Materials and Methods
We prospectively enrolled 244 histopathologically confirmed cancer patients (193 women and 51 men) meeting National Comprehensive Cancer Network criteria for germline testing (August 2022–June 2025). Genomic DNA from peripheral blood underwent targeted enrichment using the GALEAS HereditaryPlus 146-gene panel and next-generation sequencing on an Illumina NextSeq 2000 platform (mean depth ∼500×). Variants were bioinformatically processed, aligned to the GRCh38 reference genome, and classified according to the guidelines of the American College of Medical Genetics and Genomics.
Results
P/LP variants were identified in 55/193 women (28.5%) and 6/51 men (11.8%). Among women, the highest mutation rates were observed in endometrial (30.0%), ovarian (28.6%), and breast (28.0%) cancers. BRCA1 (10.9%) and BRCA2 (6.7%) mutations predominated, followed by MMR genes (MLH1, MSH2, MSH6; cumulative 4.7%). Triple-negative breast cancer exhibited the highest mutation burden (35.1%, p < 0.01). Variants of uncertain significance were detected in 8.8% of women (17/193), highlighting the need for population-specific annotation resources.
Conclusion
More than one-quarter of Indian women with major gynecological malignancies harbor actionable germline variants.

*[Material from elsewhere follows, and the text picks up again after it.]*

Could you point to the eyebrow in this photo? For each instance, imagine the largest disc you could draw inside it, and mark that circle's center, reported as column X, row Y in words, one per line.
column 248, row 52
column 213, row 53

Our findings underscore the importance of routine multigene panel testing, systematic cascade screening in at-risk relatives, and the development of India-specific variant databases to facilitate precision oncology.
Keywords
germline mutation - hereditary cancer - BRCA1/2 - mismatch repair genes - next-generation sequencing - Indian populationPatient Consent
Written consent has been taken from the patient.
Publikationsverlauf
Artikel online veröffentlicht:
20. Januar 2026
© 2026. The Author(s). This is an open access article published by Thieme under the terms of the Creative Commons Attribution License, permitting unrestricted use, distribution, and reproduction so long as the original work is properly cited. (https://creativecommons.org/licenses/by/4.0/)
Thieme Medical and Scientific Publishers Pvt. Ltd.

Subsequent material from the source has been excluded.